A Beam of Light

Shuffling a step that matched each rush of the waves as they reached out to him in curls. The moon stretching his shadow began to drown his Fedora, then another step and his head was consumed by a light foam. He continued on as his shoulders washed out to sea. He looked up at a billion tiny lights, inhaling slowly with a deep rattle, and wondered why the ocean was foaming at the mouth while the stars only blinked. He gazed back down and watched the sand absorbing his bare boney feet. Mesmerized by his right big toe fighting to stay above the sand, holding on for one last second before it disappeared from sight. His cough took over, continuing on until he was hunched over. He leaned on his knees catching his breath for just a second or two, before it shook his soul once more and he sank to his knees. The cold ocean water swirled around his legs, numbing them almost instantly. It reminded him of a day almost a century past when he was lost in the woods only a mile from his home. Scared and wandering in circles, he had lost feeling in his feet and hands. And just like now, he had fallen to his knees. His last memory then was watching his tears poking holes in the foot high snow while the cold moon watched.
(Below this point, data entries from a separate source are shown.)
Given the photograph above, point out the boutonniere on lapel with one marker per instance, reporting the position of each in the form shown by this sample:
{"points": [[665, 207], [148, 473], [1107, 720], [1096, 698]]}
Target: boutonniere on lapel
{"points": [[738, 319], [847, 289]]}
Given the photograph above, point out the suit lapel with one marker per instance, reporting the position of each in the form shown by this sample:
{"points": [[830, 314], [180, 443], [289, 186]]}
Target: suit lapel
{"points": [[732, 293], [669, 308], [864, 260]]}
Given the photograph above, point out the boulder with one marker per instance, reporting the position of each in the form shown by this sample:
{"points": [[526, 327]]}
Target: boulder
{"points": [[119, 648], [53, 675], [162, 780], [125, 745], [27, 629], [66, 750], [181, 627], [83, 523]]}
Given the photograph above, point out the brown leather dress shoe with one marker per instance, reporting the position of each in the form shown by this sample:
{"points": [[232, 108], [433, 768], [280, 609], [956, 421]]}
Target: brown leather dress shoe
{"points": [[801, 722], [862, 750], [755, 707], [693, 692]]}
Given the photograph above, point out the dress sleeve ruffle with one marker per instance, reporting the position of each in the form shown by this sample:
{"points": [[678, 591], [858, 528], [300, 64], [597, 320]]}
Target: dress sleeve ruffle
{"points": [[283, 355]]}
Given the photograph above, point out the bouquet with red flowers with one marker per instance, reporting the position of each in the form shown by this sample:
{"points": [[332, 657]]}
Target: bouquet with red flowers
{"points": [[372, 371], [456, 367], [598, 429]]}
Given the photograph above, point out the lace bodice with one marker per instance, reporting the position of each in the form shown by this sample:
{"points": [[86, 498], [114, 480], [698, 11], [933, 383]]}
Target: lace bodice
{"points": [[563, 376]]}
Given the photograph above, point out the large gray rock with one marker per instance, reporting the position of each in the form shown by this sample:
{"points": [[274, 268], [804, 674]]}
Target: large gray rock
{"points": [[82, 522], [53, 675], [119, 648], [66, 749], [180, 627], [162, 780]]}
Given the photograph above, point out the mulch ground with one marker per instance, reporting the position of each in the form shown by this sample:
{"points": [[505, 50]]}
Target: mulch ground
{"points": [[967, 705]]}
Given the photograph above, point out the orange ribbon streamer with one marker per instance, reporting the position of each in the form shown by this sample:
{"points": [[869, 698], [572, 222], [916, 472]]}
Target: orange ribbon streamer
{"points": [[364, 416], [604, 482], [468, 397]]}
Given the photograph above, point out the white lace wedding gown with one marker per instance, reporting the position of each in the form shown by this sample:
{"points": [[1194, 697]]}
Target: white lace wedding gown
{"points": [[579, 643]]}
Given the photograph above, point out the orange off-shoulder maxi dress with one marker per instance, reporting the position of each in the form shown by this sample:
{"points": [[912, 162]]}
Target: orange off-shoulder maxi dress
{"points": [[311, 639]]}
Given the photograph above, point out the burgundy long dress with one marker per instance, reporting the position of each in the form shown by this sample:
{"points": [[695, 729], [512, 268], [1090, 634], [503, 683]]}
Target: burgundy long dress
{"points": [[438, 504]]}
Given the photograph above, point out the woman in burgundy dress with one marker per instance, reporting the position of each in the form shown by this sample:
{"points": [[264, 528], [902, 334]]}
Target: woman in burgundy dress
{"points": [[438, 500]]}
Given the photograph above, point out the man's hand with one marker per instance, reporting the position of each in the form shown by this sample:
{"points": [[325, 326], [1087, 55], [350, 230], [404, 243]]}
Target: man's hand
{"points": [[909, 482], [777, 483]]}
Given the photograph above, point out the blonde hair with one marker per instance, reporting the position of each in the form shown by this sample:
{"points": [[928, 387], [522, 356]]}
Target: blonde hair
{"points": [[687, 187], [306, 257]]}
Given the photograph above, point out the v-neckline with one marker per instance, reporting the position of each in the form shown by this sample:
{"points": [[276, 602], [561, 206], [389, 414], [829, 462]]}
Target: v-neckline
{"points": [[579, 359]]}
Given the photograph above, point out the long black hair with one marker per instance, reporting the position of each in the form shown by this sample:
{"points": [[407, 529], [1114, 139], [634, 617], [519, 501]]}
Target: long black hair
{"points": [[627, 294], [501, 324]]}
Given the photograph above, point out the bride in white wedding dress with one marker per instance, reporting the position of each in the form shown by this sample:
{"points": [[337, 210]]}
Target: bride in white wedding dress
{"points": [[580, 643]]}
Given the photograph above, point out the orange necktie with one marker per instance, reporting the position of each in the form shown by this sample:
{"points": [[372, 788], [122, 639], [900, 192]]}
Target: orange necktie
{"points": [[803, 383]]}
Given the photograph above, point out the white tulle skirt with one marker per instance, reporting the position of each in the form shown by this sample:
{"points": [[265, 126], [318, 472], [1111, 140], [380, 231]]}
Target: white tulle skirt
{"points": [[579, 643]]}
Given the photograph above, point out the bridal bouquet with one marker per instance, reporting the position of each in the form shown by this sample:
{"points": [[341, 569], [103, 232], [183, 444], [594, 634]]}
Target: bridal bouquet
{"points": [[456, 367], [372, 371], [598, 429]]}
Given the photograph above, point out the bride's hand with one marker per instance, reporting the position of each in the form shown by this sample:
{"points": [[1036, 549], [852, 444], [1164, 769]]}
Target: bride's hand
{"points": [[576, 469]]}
But on that day, within seconds his father had burst into view, blinding him with the light from a flashlight beam before scooping him up and running non-stop until he reached home. He hoped it would be the same today; that he would once again see his father, maybe clothed in shining light as he greeted him once again. His mother next to him, wiping the flour from her chin with her apron. Maybe even his son would come riding up on his bicycle, horn honking and pink cheeked. He watched his fingers sinking into the sand, his wedding band catching the light of the moon in a tiny flicker of light. He hoped with all his heart that MaryAnn would understand. He couldn’t go back. Not to that lime green room that stunk of disinfectant and stiff bleached sheets. He hoped she would forgive him this one last time for walking away: from her, from the room, from the slow painful hell he couldn’t endure, not one more minute. He took a deep breath, inhaling the scent of evening, and smiled knowing she would see the letter in the morning. He crawled forward until the waves surrounded him’; his Fedora finally adrift and free.